I believe some basic, but reasonably well-founded, estimates of the current structure and likely future evolution of the State’s balance sheet – as well as some future funds flow estimates – would provide some clarity and reassurance to a populace in almost stunned disbelief. If economists won’t do this, who will?

“As the starting point for determining the stress capital requirement, the banks were provided with a specified macroeconomic scenario based on a hypothetical delayed economic recovery, involving negligible GDP growth in 2011 and 2012, persistent unemployment increasing to 14.7% in 2012, a further cumulative house price decline of 24.8% in the years 2010-2012 beyond the 31.5% decline reported and other parameters. The severity of the stress test takes account of the circumstances of the Irish economy and its position in the economic cycle.”

Is this really the most likely worst case?

@Paul Hunt

The defining feature of the ExecutiveGov-Citizen relation in the past 18 months has been ‘Obfuscation’ & ‘Deflection’ – in terms of ‘spin’, misinformation, secrecy, hidden data and information, fear-mongering by Ministers, and so on ……. aided and abetted by well connected upper-echelon leaders who got us into this mess in first place and 95% still in situ, and perhaps most surprisingly – by a generally fawning 4th estate – RTE & Indo Group in particular – 95% of whom appear to be incapable of substantively challenging the spin:

The foundation of this ExecutiveGov strategy appears to be a recognition that the best way to keep a supine citizenry (and backbench Gov TDs) supine is to keep them ignorant as long as possible and to dismiss the [lets be realistic] ‘tiny’ informed opposition with loud fear-mongering mantras … and spins to deflect attention onto the international crisis, when the roots of the Irish crisis are 95% home-grown.

After 18 months of so called deliberation, what do they do?
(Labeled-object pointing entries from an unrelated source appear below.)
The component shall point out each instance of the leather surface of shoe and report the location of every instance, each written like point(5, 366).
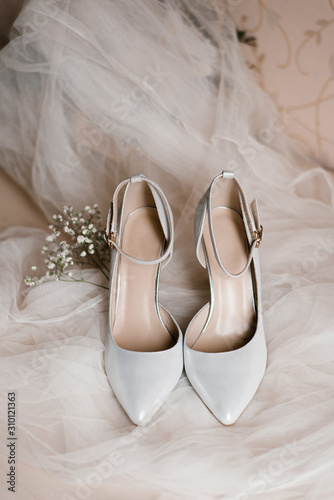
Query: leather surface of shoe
point(225, 350)
point(144, 352)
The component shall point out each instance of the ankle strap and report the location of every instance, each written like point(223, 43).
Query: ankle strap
point(165, 216)
point(250, 216)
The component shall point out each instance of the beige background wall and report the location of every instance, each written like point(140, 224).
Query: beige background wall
point(294, 63)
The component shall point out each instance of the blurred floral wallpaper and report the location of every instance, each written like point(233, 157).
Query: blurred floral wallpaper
point(290, 47)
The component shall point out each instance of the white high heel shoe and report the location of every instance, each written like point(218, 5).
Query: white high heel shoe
point(144, 355)
point(225, 350)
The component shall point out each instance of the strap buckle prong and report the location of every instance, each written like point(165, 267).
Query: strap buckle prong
point(257, 236)
point(110, 238)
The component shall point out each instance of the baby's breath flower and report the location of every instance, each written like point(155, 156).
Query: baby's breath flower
point(87, 240)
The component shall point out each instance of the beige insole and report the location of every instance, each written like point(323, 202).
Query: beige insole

They surrender unconditionally to an abstract ideological equation and put up the children and grandchildren of the nation as collateral. They socialized cowboy debt, for which they bear a significant responsibility, 100% on the backs of Irish citizens – present and future. Craven Capitulation to the Cowboys, Contempt for the Citizenry, total reversal of the logic of republicanism which places the interests of the citizenry before that of dominant cliques who ‘fumble in the greasy till’, and our international reputation as ‘thinking people’ who can ‘stand up for ourselves’ in tatters – shredded.